Python SDK for [everyrow.io](https://everyrow.io). Rank, dedupe, merge, and screen your dataframes using natural language—or run web agents to research every row.
[![PyPI version](https://img.shields.io/pypi/v/everyrow.svg)](https://pypi.org/project/everyrow/)
[![Claude Code](https://img.shields.io/badge/Claude_Code-plugin-D97757?logo=claude&logoColor=fff)](#claude-code-plugin)
[![License: MIT](https://img.shields.io/badge/License-MIT-yellow.svg)](https://opensource.org/licenses/MIT)
[![Python 3.12+](https://img.shields.io/badge/python-3.12+-blue.svg)](https://www.python.org/downloads/)

## About FutureSearch
Screen, rank, dedupe, and merge your dataframes using natural language. Or run web agents to research every row.
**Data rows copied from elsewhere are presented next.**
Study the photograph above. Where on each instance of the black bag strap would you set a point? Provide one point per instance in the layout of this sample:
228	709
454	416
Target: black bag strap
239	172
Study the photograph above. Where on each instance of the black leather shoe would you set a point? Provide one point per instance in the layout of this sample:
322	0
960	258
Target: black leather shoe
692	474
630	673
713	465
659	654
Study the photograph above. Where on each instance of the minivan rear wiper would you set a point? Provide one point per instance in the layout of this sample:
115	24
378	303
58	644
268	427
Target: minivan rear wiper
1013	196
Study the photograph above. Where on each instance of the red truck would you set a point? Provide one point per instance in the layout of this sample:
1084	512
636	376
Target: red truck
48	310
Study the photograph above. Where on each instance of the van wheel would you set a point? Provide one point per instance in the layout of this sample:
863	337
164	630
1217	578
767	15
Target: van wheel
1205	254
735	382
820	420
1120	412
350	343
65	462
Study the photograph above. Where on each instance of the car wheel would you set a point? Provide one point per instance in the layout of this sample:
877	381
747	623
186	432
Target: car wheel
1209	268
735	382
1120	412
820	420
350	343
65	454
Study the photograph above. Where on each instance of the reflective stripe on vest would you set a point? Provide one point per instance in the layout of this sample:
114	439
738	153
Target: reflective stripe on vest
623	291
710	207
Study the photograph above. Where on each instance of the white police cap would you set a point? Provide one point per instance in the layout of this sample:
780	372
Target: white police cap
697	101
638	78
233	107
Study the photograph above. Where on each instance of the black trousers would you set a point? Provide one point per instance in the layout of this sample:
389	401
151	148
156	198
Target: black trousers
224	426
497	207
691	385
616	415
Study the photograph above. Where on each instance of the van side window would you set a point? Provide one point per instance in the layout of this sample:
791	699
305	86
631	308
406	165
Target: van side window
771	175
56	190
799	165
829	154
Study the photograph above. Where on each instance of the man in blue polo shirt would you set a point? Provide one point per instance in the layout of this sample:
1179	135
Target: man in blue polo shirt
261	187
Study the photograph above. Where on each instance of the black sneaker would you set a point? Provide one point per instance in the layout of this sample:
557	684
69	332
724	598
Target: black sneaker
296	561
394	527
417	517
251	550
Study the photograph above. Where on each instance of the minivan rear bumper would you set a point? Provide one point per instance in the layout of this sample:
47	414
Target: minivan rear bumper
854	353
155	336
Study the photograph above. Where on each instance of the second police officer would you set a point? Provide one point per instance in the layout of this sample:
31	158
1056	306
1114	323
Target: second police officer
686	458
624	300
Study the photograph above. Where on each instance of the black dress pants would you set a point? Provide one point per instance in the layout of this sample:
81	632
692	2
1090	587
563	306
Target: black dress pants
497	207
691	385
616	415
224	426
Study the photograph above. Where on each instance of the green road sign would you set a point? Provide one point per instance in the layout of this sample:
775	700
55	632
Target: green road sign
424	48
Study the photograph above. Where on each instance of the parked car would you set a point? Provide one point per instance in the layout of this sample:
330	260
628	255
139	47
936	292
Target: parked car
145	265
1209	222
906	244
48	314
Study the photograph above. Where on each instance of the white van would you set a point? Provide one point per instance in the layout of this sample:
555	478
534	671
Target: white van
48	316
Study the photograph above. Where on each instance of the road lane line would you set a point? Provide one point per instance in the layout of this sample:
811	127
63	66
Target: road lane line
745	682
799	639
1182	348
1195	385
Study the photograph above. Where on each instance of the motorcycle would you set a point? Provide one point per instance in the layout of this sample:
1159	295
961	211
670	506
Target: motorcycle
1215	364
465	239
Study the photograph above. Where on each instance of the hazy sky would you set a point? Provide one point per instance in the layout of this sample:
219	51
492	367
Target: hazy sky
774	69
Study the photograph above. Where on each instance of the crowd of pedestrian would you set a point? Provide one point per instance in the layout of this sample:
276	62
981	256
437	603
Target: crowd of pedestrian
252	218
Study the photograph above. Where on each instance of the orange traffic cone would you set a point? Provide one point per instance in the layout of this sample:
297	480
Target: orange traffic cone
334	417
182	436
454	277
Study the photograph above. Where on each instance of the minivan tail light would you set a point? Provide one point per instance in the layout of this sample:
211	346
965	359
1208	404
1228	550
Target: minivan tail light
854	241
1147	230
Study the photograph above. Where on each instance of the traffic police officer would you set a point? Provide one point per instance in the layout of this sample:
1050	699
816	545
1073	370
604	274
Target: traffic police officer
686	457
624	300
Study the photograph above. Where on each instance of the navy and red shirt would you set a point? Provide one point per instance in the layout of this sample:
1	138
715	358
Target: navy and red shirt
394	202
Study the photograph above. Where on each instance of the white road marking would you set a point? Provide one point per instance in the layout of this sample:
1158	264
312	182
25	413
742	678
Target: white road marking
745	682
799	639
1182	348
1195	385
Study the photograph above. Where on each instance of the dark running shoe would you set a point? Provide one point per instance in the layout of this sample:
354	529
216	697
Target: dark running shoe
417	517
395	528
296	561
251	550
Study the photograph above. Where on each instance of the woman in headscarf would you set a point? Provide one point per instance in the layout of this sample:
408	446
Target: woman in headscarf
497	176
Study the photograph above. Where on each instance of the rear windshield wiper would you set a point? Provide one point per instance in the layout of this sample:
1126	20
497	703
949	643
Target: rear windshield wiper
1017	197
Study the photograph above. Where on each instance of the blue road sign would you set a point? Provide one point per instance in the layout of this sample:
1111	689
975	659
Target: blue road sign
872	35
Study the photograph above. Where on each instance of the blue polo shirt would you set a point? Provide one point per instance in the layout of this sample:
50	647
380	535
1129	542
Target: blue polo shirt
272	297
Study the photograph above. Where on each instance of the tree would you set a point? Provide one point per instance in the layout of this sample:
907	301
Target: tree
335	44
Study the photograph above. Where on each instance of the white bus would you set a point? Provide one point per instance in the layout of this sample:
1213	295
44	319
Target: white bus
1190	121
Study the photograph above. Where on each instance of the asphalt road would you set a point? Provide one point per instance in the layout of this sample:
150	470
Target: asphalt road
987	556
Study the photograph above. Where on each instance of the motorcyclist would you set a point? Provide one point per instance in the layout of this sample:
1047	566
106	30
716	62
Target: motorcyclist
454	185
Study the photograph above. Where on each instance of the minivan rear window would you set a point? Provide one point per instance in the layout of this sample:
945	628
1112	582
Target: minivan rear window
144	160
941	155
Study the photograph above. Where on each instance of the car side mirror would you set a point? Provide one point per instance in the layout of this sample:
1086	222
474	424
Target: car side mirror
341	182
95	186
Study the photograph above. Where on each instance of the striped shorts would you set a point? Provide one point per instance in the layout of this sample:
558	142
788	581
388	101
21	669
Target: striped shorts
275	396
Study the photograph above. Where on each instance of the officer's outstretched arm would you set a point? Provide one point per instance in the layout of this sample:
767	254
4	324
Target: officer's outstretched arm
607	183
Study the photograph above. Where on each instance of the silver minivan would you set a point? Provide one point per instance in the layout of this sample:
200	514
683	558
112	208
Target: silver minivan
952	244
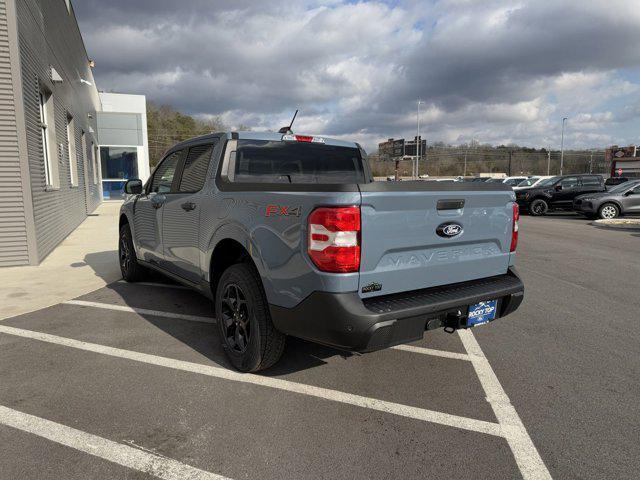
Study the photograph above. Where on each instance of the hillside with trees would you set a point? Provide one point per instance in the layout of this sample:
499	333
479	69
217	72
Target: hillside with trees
166	126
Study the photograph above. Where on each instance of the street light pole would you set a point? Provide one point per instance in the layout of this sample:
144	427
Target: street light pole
564	119
418	142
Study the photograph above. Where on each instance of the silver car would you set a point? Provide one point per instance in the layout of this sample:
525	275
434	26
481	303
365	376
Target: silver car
622	199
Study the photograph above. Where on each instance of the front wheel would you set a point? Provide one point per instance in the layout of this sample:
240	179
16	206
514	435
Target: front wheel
249	339
131	270
538	207
608	211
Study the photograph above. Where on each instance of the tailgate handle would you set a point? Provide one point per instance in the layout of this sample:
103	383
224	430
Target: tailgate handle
450	204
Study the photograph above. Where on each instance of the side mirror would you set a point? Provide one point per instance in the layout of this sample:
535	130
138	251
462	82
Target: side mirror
133	186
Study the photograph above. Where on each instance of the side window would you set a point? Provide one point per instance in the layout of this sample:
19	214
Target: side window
569	182
195	168
163	176
591	181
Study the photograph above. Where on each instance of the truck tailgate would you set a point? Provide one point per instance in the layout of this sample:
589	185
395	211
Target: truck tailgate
402	250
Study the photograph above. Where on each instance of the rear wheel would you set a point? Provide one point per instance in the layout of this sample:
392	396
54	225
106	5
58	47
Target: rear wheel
249	338
538	207
608	211
131	270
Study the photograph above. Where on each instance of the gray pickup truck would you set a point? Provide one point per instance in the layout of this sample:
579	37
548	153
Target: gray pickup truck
290	235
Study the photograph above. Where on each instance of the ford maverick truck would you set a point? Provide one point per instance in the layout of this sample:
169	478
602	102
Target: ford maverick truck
290	235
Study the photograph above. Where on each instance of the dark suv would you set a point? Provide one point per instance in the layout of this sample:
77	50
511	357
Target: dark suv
557	193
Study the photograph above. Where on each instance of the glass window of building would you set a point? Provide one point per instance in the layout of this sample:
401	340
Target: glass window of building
119	164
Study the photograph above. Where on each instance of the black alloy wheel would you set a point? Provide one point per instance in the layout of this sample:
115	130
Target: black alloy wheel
538	207
236	318
131	270
124	253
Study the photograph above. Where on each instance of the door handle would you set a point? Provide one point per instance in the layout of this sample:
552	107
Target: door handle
157	201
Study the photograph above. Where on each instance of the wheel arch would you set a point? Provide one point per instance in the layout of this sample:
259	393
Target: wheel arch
229	245
614	202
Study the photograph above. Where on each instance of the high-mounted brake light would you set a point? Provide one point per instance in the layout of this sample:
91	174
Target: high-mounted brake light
302	138
514	231
334	239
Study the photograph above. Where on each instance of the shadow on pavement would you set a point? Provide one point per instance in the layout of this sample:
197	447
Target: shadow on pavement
204	338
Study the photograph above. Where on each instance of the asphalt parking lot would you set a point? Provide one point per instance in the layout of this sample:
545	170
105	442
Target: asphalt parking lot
130	382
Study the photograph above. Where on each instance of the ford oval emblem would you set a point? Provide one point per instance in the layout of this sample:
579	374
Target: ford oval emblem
448	230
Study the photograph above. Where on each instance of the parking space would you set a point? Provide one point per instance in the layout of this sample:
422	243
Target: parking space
131	381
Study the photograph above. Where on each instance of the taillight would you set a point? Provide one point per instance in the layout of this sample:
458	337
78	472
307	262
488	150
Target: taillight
334	239
514	231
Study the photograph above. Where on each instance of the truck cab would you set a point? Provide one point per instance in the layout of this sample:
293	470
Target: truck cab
290	235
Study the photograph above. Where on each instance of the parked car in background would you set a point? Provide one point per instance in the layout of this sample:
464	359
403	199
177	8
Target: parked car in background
474	179
619	200
557	193
613	181
513	181
531	182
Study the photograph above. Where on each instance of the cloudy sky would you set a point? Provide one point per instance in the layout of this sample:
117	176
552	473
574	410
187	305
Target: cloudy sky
491	70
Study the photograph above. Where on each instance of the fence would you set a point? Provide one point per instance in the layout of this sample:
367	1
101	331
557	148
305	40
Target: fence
455	162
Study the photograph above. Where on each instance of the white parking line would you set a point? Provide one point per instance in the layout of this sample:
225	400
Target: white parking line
141	311
130	457
527	457
416	413
154	284
431	351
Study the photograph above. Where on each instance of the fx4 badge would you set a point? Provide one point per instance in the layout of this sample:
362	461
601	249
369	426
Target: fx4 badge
372	287
282	211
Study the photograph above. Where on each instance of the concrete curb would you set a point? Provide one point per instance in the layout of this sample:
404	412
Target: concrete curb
618	224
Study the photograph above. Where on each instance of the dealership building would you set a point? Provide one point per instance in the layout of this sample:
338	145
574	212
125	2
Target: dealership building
64	146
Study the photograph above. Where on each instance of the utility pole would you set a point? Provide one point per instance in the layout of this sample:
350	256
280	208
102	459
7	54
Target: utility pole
564	119
548	161
418	142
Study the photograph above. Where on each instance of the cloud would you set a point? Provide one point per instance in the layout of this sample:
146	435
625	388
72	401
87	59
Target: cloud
493	70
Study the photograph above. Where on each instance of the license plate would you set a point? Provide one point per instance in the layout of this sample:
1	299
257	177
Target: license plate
482	312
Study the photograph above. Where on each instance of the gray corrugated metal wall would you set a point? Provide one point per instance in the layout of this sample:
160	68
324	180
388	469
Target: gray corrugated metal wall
49	36
13	229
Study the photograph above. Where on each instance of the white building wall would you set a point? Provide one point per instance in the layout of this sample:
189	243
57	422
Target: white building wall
126	103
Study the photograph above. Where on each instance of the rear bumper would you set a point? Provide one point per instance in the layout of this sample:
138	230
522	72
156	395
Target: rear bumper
345	321
584	207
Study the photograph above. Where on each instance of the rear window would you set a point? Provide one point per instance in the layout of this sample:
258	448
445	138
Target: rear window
591	181
268	161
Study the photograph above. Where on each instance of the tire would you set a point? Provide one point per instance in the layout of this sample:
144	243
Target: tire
131	270
609	211
538	207
248	336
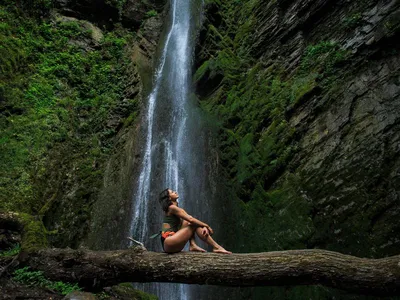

everyrow is built by [FutureSearch](https://futuresearch.ai), an AI research company focused on web agents and deep research. We built everyrow to solve data problems we kept running into: ranking leads, deduping messy CRM exports, merging tables without clean keys. Tasks that are tedious for humans but require judgment that traditional automation can't handle.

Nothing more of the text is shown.